The inquiry examining the mall roof collapse in Elliot Lake has heard a police dog indicated there were signs of life at one point during the rescue effort.


OPP search dog Dare responded to the mall roof collapse in Elliot Lake with his handler Daniel Bailey. (Elliot Lake Inquiry)

Members of the OPP's canine program have been testifying this week at the inquiry into last summer's deadly mall roof collapse.

They were deployed to Elliot Lake in the hours after the roof fell to help search the rubble for victims.

On the evening of, June 24 — more than 24 hours after the collapse — the inquiry heard an OPP dog started searching.
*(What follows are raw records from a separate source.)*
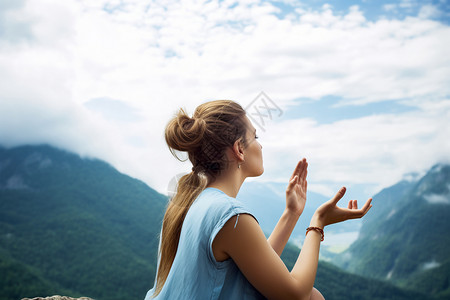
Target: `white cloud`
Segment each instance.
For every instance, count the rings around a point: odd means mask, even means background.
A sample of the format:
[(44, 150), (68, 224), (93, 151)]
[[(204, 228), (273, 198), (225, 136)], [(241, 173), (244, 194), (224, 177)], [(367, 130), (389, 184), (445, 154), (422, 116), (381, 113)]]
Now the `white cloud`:
[(441, 265), (442, 265), (441, 263), (439, 263), (439, 262), (437, 262), (436, 260), (433, 259), (432, 261), (423, 263), (422, 270), (434, 269), (434, 268), (440, 267)]
[(327, 182), (335, 189), (371, 183), (374, 193), (408, 172), (428, 169), (436, 161), (449, 162), (446, 137), (450, 134), (450, 101), (442, 102), (447, 104), (445, 109), (436, 105), (427, 111), (373, 115), (332, 124), (305, 119), (271, 124), (264, 136), (263, 151), (268, 157), (283, 159), (266, 162), (266, 170), (271, 173), (266, 175), (287, 178), (296, 160), (305, 156), (310, 162), (309, 182)]
[(424, 5), (420, 8), (419, 18), (429, 19), (437, 18), (441, 15), (439, 9), (434, 5)]
[[(438, 169), (440, 169), (438, 167)], [(439, 170), (435, 170), (439, 172)], [(430, 204), (450, 204), (450, 184), (447, 184), (447, 191), (441, 194), (430, 193), (423, 196)]]
[(389, 212), (389, 214), (386, 217), (386, 220), (389, 220), (393, 215), (395, 215), (395, 213), (397, 212), (397, 210), (393, 209)]
[[(417, 18), (371, 22), (357, 6), (338, 15), (329, 5), (280, 20), (279, 9), (256, 0), (17, 3), (0, 12), (8, 25), (0, 38), (4, 144), (48, 142), (98, 156), (164, 191), (189, 169), (164, 144), (175, 110), (216, 98), (245, 106), (264, 90), (283, 108), (327, 95), (343, 105), (394, 99), (418, 108), (271, 126), (267, 180), (284, 178), (300, 152), (315, 165), (311, 186), (322, 191), (324, 182), (382, 186), (449, 153), (450, 29), (427, 19), (436, 14), (430, 7)], [(123, 122), (85, 106), (100, 98), (139, 117)]]
[(399, 6), (402, 8), (412, 8), (416, 5), (416, 0), (401, 0), (399, 3)]
[(431, 204), (450, 204), (450, 195), (429, 194), (424, 198)]
[(387, 12), (396, 11), (397, 10), (397, 4), (385, 4), (383, 5), (383, 9)]

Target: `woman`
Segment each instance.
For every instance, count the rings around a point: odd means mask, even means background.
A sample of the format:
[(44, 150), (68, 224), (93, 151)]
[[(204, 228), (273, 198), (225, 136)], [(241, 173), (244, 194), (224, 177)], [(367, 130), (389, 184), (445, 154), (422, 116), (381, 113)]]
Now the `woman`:
[[(162, 224), (155, 286), (147, 299), (324, 299), (313, 288), (326, 225), (362, 217), (356, 200), (336, 206), (345, 193), (314, 213), (291, 272), (282, 260), (306, 202), (308, 163), (296, 166), (286, 189), (286, 209), (268, 239), (235, 199), (247, 177), (263, 173), (262, 147), (242, 107), (227, 100), (182, 109), (168, 123), (166, 142), (185, 151), (192, 172), (183, 176)], [(176, 155), (175, 155), (176, 156)]]

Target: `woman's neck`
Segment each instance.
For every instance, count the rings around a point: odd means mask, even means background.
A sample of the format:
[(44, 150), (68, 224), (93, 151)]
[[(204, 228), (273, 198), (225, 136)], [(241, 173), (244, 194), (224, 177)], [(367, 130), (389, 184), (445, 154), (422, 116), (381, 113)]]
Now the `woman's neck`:
[(213, 187), (221, 190), (230, 197), (236, 198), (245, 177), (240, 170), (226, 170), (222, 172), (213, 182), (207, 187)]

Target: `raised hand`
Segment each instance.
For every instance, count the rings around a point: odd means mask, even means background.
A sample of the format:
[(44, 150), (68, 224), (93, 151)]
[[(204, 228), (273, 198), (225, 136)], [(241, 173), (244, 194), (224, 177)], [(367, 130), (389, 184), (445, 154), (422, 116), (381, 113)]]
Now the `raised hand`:
[(286, 188), (286, 209), (300, 216), (306, 203), (306, 175), (308, 174), (306, 158), (300, 160), (289, 179)]
[(345, 220), (358, 219), (363, 217), (372, 207), (372, 198), (368, 199), (361, 209), (358, 209), (357, 200), (350, 200), (347, 208), (338, 207), (337, 203), (344, 196), (345, 191), (346, 188), (342, 187), (332, 199), (322, 204), (316, 210), (311, 219), (311, 226), (323, 228)]

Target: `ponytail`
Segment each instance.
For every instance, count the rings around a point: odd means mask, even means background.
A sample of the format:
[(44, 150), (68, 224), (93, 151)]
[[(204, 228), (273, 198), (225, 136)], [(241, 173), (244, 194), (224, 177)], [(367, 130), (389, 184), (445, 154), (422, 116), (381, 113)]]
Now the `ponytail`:
[(161, 261), (158, 266), (155, 296), (161, 292), (175, 259), (184, 218), (194, 200), (206, 188), (206, 184), (207, 179), (201, 174), (191, 172), (184, 175), (178, 182), (177, 193), (167, 205), (162, 224), (159, 253)]

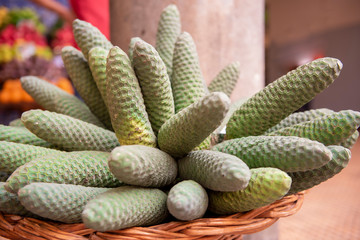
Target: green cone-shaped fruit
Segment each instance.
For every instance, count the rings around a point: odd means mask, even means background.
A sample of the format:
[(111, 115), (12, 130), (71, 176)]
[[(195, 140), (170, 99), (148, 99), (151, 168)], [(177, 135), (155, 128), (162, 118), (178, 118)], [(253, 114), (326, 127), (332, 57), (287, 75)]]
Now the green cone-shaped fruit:
[(132, 64), (139, 80), (146, 112), (155, 134), (175, 114), (166, 66), (155, 48), (143, 40), (135, 43)]
[(86, 59), (88, 59), (88, 53), (93, 47), (99, 46), (109, 50), (113, 46), (99, 29), (88, 22), (75, 19), (72, 27), (75, 41)]
[(214, 191), (244, 189), (250, 179), (249, 167), (238, 157), (210, 150), (190, 152), (178, 161), (179, 177), (198, 182)]
[(120, 181), (142, 187), (163, 187), (177, 176), (177, 163), (169, 154), (153, 147), (127, 145), (115, 148), (109, 168)]
[(38, 77), (26, 76), (22, 77), (20, 81), (22, 88), (46, 110), (104, 127), (88, 106), (74, 95)]
[(298, 136), (324, 145), (339, 145), (351, 137), (360, 125), (360, 112), (343, 110), (324, 117), (281, 128), (267, 135)]
[(211, 150), (237, 156), (249, 168), (274, 167), (285, 172), (315, 169), (331, 160), (322, 143), (293, 136), (249, 136), (224, 141)]
[(0, 182), (0, 212), (14, 215), (28, 216), (31, 213), (21, 205), (18, 196), (4, 188), (5, 183)]
[(18, 192), (28, 211), (64, 223), (81, 222), (85, 205), (109, 188), (84, 187), (58, 183), (31, 183)]
[(240, 75), (240, 62), (233, 62), (223, 68), (210, 82), (210, 92), (223, 92), (230, 97)]
[(198, 101), (208, 92), (194, 40), (187, 32), (180, 34), (176, 40), (171, 87), (176, 113)]
[(277, 168), (253, 168), (247, 188), (236, 192), (209, 191), (209, 210), (217, 214), (245, 212), (282, 198), (291, 178)]
[(264, 133), (326, 89), (341, 68), (338, 59), (320, 58), (280, 77), (234, 112), (226, 127), (227, 138)]
[(133, 37), (133, 38), (130, 39), (128, 56), (129, 56), (129, 59), (131, 61), (131, 65), (133, 65), (135, 43), (138, 42), (138, 41), (143, 41), (143, 40), (141, 38), (139, 38), (139, 37)]
[(102, 47), (94, 47), (89, 51), (89, 67), (101, 94), (103, 101), (106, 103), (106, 58), (109, 50)]
[(333, 110), (330, 110), (327, 108), (310, 109), (310, 110), (307, 110), (304, 112), (295, 112), (295, 113), (290, 114), (288, 117), (284, 118), (283, 120), (281, 120), (281, 122), (279, 122), (275, 126), (266, 130), (266, 132), (264, 134), (274, 132), (281, 128), (290, 127), (290, 126), (298, 124), (298, 123), (310, 121), (315, 118), (324, 117), (333, 112), (334, 112)]
[(60, 152), (38, 157), (16, 169), (5, 188), (17, 193), (33, 182), (65, 183), (88, 187), (123, 185), (110, 172), (110, 153), (98, 151)]
[(175, 114), (159, 130), (160, 149), (174, 157), (186, 155), (220, 125), (229, 105), (225, 93), (215, 92)]
[(97, 231), (155, 225), (168, 215), (166, 194), (159, 189), (124, 186), (91, 200), (82, 213), (86, 227)]
[(340, 146), (351, 149), (359, 138), (359, 131), (356, 130), (350, 137), (339, 143)]
[(183, 221), (201, 218), (208, 207), (206, 190), (193, 180), (174, 185), (168, 194), (167, 208), (171, 215)]
[(0, 141), (0, 171), (11, 174), (18, 167), (39, 156), (58, 152), (45, 147)]
[(21, 119), (36, 136), (68, 151), (110, 152), (120, 146), (114, 132), (63, 114), (29, 110)]
[(0, 141), (23, 143), (51, 148), (53, 144), (37, 137), (24, 127), (11, 127), (0, 124)]
[(156, 32), (156, 50), (166, 65), (169, 77), (172, 75), (175, 42), (180, 33), (179, 10), (176, 5), (170, 4), (162, 11)]
[(91, 112), (111, 129), (109, 113), (84, 55), (76, 48), (66, 46), (62, 48), (61, 56), (65, 69), (81, 98)]
[(121, 145), (156, 146), (139, 82), (130, 60), (119, 47), (106, 62), (106, 97), (111, 123)]
[(21, 121), (21, 118), (17, 118), (9, 122), (9, 126), (11, 127), (25, 127), (23, 122)]
[(343, 170), (351, 158), (349, 149), (342, 146), (328, 146), (332, 152), (332, 159), (326, 165), (309, 171), (288, 173), (292, 178), (291, 188), (288, 195), (312, 188), (329, 178), (332, 178)]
Constable Daniel Bailey explained that his dog Dare barked at a spot in the debris pile.

"I believed at that point, from recognizing what his indications were, I believed he was indicating what I thought would be a live victim," Bailey said.
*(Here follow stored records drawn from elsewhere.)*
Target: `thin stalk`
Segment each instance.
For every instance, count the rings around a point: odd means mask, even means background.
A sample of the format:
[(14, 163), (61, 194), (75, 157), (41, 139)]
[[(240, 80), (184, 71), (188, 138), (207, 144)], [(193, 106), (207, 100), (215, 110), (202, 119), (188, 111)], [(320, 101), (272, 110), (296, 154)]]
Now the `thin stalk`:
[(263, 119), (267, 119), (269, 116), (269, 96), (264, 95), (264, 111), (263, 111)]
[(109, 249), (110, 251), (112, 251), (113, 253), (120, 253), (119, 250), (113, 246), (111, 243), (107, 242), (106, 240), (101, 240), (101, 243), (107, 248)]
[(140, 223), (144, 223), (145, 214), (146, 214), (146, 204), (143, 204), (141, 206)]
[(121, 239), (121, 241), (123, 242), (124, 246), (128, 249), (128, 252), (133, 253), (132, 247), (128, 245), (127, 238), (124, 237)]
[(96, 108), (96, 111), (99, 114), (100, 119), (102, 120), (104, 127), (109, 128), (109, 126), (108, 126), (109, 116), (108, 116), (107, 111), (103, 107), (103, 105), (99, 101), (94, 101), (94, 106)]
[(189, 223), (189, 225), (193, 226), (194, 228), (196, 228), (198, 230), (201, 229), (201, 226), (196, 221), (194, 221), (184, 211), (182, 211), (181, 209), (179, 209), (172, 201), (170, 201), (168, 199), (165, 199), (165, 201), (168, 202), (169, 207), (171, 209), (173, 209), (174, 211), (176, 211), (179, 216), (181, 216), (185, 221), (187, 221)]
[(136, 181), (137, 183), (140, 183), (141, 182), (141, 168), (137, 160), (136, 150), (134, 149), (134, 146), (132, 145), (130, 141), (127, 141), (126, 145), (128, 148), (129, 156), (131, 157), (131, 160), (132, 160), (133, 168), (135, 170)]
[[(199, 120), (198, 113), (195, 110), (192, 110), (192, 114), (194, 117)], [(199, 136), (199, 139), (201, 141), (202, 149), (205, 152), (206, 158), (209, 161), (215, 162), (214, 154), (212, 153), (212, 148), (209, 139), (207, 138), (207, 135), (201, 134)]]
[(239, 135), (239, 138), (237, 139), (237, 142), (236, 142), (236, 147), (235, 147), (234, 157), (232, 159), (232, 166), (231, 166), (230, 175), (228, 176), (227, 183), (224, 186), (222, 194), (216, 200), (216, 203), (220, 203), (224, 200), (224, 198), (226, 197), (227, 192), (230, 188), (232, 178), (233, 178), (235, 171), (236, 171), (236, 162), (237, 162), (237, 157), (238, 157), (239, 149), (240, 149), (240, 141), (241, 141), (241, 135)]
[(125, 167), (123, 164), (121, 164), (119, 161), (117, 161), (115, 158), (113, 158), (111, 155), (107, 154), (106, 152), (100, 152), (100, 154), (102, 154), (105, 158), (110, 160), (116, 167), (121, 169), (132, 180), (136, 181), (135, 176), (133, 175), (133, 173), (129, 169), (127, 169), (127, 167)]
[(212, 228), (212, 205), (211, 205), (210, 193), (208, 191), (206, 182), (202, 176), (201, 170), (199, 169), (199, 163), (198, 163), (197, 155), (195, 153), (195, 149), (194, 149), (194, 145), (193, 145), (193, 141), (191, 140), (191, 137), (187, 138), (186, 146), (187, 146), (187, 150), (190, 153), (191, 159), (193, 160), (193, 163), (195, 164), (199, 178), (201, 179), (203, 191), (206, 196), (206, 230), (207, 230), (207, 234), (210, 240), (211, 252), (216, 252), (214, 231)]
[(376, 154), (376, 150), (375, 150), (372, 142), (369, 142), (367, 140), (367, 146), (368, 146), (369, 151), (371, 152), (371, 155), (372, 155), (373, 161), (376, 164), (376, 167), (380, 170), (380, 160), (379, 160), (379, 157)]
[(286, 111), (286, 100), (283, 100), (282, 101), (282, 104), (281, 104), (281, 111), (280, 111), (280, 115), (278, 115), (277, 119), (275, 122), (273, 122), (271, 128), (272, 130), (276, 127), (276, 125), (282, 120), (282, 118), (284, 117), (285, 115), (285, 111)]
No barking in later search

However, during a search later in the rescue the inquiry heard the dog no longer indicated a live victim.

The inquiry heard from Wayde Jacklin on Tuesday. He is the head trainer for OPP search dogs and the coordinator of the canine program.

Jacklin explained the dogs bark when they detect signs of life, but it's not an exact science.

"Is there somebody there that is alive? Or is there somebody there that's not alive? So, the dog in the early stages may indicate that even if a person is deceased, could be indicating by barking," he said.

"As time progressed, that gap has gotten bigger and the dog is not barking anymore."

It took rescue workers days to reach the two women trapped inside the unstable collapsed mall. They did not survive.

The inquiry is examining if anything should have been done differently during the rescue.

Hearings into the Elliot Lake mall roof collapse continue until October.

The public inquiry was established in July 2012 by the Ontario government and has been underway in Elliot Lake since March.

It was created to report on events surrounding the mall roof's collapse on June 23, 2012, the deaths of Lucie Aylwin and Doloris Perizzolo, the injuries to others and the emergency management and response.